Asked about Grisham's comments during a press conference Thursday, House Speaker Nancy Pelosi (D-Calif.) said the "language is nothing that surprises anyone."

"But they have to know when the White House speaks, those words weigh a ton, and they are giving encouragement to people to do things," added Pelosi, who said she has been targeted with threats as a result of Trump's rhetoric.

Grisham's remarks came just after Trump flaunted his acquittal by the Republican-controlled Senate at the National Prayer Breakfast in Washington, D.C. Thursday morning, waving around a print copy of USA Today with the all-caps headline "ACQUITTED" plastered across the front page.

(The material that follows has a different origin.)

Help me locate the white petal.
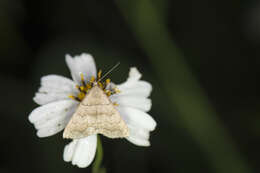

"As everybody knows, my family, our great country, and your president have been put through a terrible ordeal by some very dishonest and corrupt people," Trump said during his remarks at the event. "They have done everything possible to destroy us and, by so doing, very badly hurt our nation."

Trump went on to praise the 52 Republican senators who voted "not guilty," accuse House Speaker Nancy Pelosi (D-Calif.) of lying about her vows to pray for him, and brag about the stock market.

As Vanity Fair's Gabriel Sherman reported ahead of the Senate vote, Trump—seeking "revenge" for his impeachment—has begun compiling an "enemies list" that consists of Reps. Adam Schiff (D-Calif.), Jerry Nadler (D-N.Y.), and former national security adviser John Bolton, who congressional Democrats wanted to testify in the Senate trial on his first-hand knowledge of the president's effort to pressure Ukraine into launching investigations into his Democratic rivals.

"Trump, says a source, wants Bolton to be criminally investigated for possibly mishandling classified information," Sherman reported. "[Republican Sen. Mitt] Romney, Schiff, and Nadler are also in West Wing crosshairs."